Packaged with this issue of the magazine, we have a special supplement on gear and equipment. Kirk Hughes, deputy fire chief of the M.D. of Taber Regional Fire Department in Alberta, has written a thoughtful piece on why it’s important for firefighters to properly clean their gear and truck after a fire. He outlines some of the decontamination procedures that firefighters should follow and offers insight into how bunker gear should be removed, cleaned and transported to the fire station for cleaning.

The importance of this issue cannot be understated. A 2018 study from the University of Fraser Valley found that Canadian firefighters are killed by cancer about three times more often than the general population, and that 86 per cent of fatal claims were cancer-related.

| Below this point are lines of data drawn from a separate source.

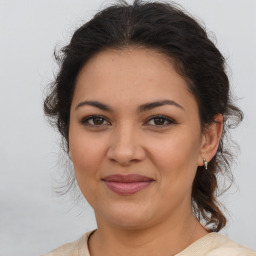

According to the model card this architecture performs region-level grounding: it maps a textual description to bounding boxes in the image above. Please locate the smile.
[103,174,154,195]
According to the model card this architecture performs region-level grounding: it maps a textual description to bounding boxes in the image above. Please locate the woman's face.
[69,49,203,229]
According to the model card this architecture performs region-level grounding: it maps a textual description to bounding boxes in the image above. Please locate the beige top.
[42,231,256,256]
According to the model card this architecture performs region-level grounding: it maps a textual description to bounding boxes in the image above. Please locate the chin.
[95,206,154,230]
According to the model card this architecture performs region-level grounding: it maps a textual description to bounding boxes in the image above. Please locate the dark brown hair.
[44,0,243,231]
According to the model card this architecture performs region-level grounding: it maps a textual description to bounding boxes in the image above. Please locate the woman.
[44,1,256,256]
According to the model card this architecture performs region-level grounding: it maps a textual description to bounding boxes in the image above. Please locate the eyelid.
[80,115,110,128]
[146,115,177,127]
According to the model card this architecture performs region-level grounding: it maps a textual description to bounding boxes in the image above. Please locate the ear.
[68,151,72,161]
[198,114,223,166]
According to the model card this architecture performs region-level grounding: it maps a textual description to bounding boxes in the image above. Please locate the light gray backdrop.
[0,0,256,256]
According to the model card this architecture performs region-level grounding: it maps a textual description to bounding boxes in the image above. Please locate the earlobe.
[198,114,223,166]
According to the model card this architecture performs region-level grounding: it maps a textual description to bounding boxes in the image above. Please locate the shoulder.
[176,232,256,256]
[41,231,93,256]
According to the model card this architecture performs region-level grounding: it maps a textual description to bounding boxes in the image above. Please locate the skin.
[69,48,222,256]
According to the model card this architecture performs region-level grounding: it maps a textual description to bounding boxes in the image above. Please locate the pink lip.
[103,174,154,195]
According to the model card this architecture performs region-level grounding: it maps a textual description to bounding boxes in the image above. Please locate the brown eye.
[147,116,175,126]
[81,115,110,126]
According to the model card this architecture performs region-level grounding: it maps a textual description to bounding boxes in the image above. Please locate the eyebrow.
[75,99,184,112]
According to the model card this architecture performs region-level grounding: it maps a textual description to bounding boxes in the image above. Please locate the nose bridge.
[108,122,144,164]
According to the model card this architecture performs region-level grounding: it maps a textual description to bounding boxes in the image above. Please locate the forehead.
[73,48,198,113]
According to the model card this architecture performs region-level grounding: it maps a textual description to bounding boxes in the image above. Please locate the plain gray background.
[0,0,256,256]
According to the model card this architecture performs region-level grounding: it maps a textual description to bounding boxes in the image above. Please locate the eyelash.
[81,115,176,128]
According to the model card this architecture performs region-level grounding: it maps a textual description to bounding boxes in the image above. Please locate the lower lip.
[104,181,152,195]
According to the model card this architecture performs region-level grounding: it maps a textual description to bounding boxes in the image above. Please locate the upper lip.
[102,174,154,183]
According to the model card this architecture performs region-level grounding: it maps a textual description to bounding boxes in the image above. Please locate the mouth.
[102,174,154,195]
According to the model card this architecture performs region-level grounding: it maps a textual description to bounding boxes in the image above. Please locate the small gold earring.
[203,158,208,170]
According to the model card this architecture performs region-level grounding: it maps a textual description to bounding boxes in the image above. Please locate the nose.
[107,125,146,166]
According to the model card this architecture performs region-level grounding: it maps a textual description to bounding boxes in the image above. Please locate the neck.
[89,213,207,256]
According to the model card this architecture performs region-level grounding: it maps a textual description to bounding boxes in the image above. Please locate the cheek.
[69,131,105,187]
[152,130,200,184]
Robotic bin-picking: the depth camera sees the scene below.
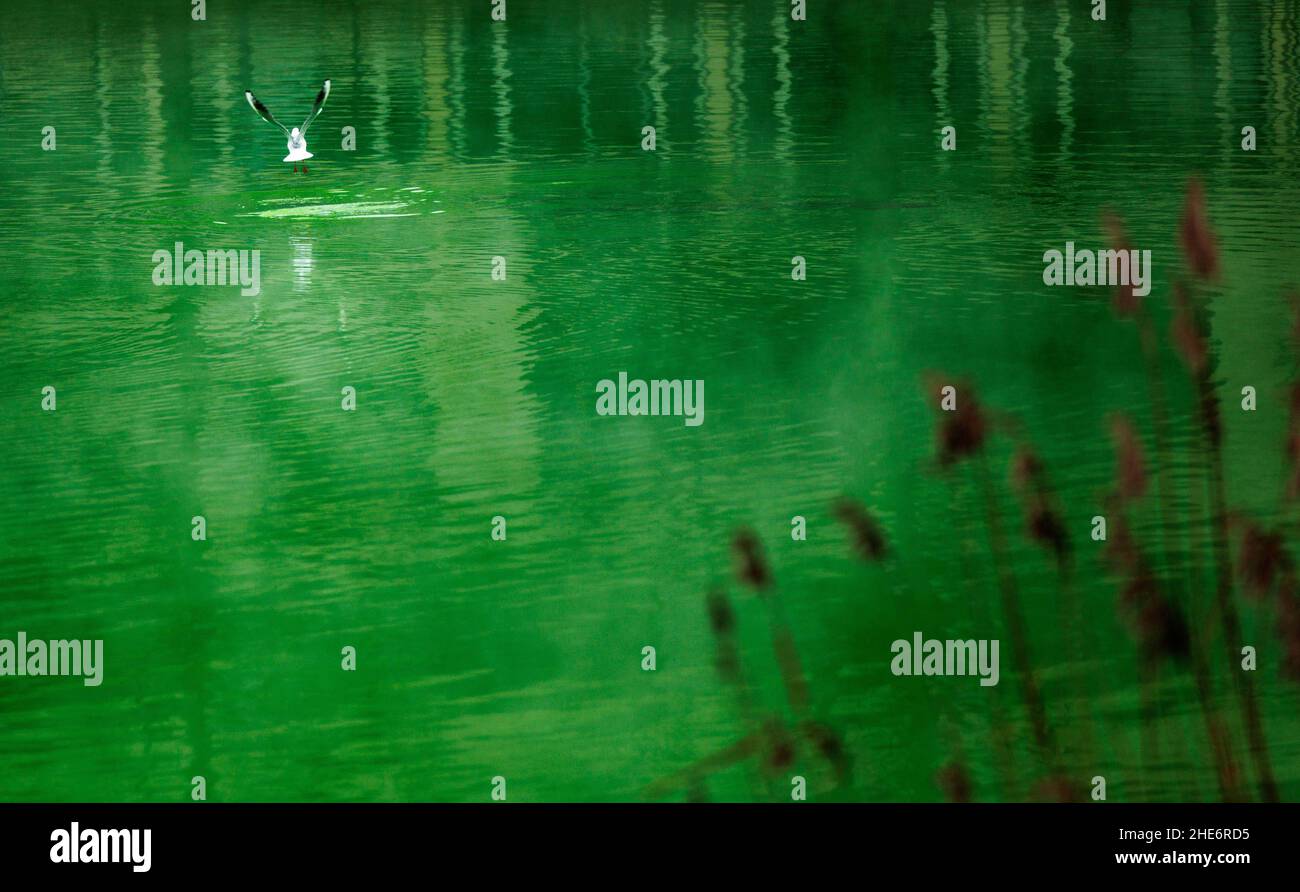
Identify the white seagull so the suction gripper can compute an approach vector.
[244,81,329,172]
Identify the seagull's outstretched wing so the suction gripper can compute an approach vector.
[302,81,329,133]
[244,90,289,137]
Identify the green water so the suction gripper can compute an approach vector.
[0,0,1300,801]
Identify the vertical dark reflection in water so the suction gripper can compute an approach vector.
[0,0,1300,801]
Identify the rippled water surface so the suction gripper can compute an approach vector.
[0,0,1300,801]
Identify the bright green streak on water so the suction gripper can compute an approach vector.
[0,0,1300,801]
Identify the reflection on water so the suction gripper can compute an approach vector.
[0,0,1300,800]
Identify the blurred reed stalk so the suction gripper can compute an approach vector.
[1174,177,1278,802]
[1011,445,1093,765]
[930,376,1061,794]
[645,528,847,801]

A study by the National Institute for Occupational Safety and Health estimated that firefighter lifetime cancer risk is about 14 per cent greater than the general public.

Recently, a fire station in Montréal-Nord in Quebec implemented new decontamination measures to protect firefighters. Firefighters are now hosed off with detergent before leaving a scene – even in the dead of winter – and must take a shower within the first hour of returning to the station.

The statistics don’t lie. Too many active-duty firefighters are dying of cancer and others are dying too soon into retirement.

Departments have a responsibility to do all they can to mitigate a firefighter’s exposure to contaminates. Likewise, firefighters have a duty to protect themselves from contamination transfer by ensuring their gear is properly cleaned. Hopefully, this important issue will continue to get the attention it so rightly deserves.